What’s terror? Who’s a terrorist? And other aftermath questions…

It can’t happen here.

It won’t happen here.

It — almost — did.

But what is “it”?

And how do we protect ourselves against whatever it is?

On Friday night, I was at Scotiabank Centre enjoying the Mooseheads-Shawinigan Cataractes Quebec Major Junior Hockey league game.  During a commercial lull — the game was televised nationally as part of Hockey Day in Canada — I flipped open my Twitter stream: “#Halifax police say they have foiled mass-shooting plot…”

Halifax?

New York… Paris… even Ottawa.

But Halifax?

Police say three people — a 23-year-old woman from suburbia, Illinois, and two young men from middle-class Halifax — had plotted to “kill citizens, and then themselves” at the Halifax Shopping Centre on  Valentine’s Day.

Who were they?

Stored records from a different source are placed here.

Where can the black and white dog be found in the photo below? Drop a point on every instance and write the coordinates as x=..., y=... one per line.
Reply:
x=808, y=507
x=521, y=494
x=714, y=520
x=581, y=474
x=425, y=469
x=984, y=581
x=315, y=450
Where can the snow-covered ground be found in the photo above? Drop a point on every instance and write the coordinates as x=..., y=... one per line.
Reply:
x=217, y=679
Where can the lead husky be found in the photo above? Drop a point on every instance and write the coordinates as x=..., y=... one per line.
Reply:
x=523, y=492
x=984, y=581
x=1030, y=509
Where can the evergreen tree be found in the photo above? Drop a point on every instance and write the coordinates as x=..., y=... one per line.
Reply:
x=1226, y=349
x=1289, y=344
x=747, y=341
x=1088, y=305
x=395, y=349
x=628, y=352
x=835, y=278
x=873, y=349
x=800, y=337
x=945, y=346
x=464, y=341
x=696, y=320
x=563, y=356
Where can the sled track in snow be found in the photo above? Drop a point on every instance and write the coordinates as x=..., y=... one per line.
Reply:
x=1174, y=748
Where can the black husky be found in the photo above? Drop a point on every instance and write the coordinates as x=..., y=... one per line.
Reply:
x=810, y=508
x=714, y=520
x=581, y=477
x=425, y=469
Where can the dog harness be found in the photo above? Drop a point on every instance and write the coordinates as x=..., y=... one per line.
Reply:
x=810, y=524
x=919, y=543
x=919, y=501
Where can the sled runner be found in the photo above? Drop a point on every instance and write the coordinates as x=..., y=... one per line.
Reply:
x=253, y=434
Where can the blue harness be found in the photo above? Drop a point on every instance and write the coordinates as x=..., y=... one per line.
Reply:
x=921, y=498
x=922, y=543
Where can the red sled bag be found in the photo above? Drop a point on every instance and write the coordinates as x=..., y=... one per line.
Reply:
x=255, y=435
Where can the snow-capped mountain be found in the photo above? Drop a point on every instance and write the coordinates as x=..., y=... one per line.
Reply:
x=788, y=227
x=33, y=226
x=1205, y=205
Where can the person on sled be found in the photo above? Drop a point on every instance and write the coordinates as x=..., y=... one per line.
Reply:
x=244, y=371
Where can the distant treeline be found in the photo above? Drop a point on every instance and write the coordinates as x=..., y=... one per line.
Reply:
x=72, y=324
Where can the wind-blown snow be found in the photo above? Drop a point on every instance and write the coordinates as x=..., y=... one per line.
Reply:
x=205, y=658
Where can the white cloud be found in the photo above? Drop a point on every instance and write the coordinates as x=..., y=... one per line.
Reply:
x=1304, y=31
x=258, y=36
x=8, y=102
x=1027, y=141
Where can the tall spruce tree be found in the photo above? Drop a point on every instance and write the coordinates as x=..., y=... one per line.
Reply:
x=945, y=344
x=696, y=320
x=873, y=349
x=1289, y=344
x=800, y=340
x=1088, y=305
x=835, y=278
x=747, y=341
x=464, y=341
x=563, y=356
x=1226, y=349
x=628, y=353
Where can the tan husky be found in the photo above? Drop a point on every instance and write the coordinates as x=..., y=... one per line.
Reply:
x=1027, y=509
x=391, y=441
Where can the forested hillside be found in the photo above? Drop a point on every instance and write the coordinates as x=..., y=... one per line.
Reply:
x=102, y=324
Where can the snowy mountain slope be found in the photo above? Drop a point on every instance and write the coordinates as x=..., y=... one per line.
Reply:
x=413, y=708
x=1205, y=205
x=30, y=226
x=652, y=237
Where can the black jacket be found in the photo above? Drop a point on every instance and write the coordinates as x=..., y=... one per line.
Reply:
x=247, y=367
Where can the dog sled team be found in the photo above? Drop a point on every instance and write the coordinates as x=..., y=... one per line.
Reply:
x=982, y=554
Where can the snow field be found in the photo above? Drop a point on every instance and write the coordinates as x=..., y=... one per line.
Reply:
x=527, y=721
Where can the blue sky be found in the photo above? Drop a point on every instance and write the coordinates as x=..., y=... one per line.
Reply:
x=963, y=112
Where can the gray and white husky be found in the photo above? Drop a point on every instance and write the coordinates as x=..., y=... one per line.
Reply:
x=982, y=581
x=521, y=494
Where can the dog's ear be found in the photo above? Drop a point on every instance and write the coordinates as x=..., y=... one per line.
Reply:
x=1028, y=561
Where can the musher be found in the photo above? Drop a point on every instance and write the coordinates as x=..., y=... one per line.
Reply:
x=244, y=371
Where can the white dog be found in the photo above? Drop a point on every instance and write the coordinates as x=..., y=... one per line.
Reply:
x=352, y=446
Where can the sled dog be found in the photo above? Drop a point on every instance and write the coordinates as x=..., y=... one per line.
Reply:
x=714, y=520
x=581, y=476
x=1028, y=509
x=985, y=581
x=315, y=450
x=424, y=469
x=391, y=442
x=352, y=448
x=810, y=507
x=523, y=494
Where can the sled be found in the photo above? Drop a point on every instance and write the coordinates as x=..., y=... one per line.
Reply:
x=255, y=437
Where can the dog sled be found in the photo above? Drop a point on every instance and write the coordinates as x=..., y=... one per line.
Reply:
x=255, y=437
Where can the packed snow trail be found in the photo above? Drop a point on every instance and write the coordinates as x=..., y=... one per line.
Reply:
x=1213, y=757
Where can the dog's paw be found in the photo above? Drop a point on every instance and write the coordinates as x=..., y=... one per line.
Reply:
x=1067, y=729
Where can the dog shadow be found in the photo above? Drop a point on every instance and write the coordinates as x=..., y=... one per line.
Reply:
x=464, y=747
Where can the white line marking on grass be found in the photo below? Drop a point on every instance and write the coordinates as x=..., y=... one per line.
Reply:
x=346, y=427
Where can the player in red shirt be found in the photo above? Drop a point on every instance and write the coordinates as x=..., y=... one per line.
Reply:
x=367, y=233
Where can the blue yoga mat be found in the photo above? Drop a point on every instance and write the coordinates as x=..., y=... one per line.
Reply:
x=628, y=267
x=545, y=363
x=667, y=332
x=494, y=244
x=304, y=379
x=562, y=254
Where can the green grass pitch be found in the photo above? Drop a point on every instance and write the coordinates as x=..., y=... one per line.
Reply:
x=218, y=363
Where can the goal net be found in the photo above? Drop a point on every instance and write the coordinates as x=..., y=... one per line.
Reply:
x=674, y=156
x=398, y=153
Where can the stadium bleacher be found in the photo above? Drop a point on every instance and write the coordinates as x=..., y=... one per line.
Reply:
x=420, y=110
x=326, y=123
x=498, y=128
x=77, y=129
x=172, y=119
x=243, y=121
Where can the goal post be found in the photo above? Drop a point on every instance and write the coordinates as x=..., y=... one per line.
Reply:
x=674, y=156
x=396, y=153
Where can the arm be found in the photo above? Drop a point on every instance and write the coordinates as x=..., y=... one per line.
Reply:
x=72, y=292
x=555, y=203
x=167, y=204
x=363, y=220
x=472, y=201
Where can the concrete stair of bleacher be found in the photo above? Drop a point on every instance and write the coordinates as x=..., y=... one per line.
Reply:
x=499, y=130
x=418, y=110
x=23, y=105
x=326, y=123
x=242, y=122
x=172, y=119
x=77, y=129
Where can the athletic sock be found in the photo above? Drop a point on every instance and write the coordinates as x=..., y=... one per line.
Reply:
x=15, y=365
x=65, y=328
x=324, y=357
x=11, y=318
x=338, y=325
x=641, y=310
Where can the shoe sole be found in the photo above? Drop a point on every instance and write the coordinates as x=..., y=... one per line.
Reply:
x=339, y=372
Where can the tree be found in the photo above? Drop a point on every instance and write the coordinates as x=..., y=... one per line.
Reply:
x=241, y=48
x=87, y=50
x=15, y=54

What motivated them?

Those questions are still open. We’ve been told the three may have shared a fascination with mass murder — including the infamous 1999 Columbine school shootings — Nazis and Adolf Hitler, and hung out in online mayhem chat spaces. Does that make them terrorists?

The police say no. An RCMP spokesperson told reporters he would classify the plot “as a group of individuals that had some beliefs and were willing to carry out violent acts against citizens,” but their beliefs were “not culturally based.”

That predictably lit up the Twitterverse. Is there a double standard? Muslims are terrorists, while white suburban kids may be “murderous misfits” (in our grandstanding Justice Minister Peter MacKay’s odiously inappropriate phrase), but not terrorists.

Canada’s Criminal Code isn’t much help. It defines a terrorist act as being “in whole or in part for a political, religious or ideological purpose, objective or cause… with the intention of intimidating the public.”

Is someone who commits mass murder for thrills a terrorist? Was Justin Bourque, who targeted police for twisted ideological reasons, a terrorist?  Or should we save our use of that word for Al Qaeda, ISIS militants, Timothy McVeigh… those with not only malice aforethought but also “grander” visions than merely death in a blaze of glory?

How then should we categorize Michael Zehaf-Bibeau, whose Parliament Hill shooting spree seemed inspired by a poisonous cocktail of ideology and mental illness?

The answers matter, both for how we classify these crimes, and also for what kind of laws we need to combat them.

But those discussions are for another today.

Today, we simply say thank you to whoever tipped off police for whatever reason, and to the police for reacting quickly and well to prevent a tragedy.

Because it can happen here.

  1. Thanks for that nuanced article. I was expecting you to rant off in all directions. Just because the cops say the suspects weren’t obviously terrorists doesn’t mean we think only non-white people can be terrorists.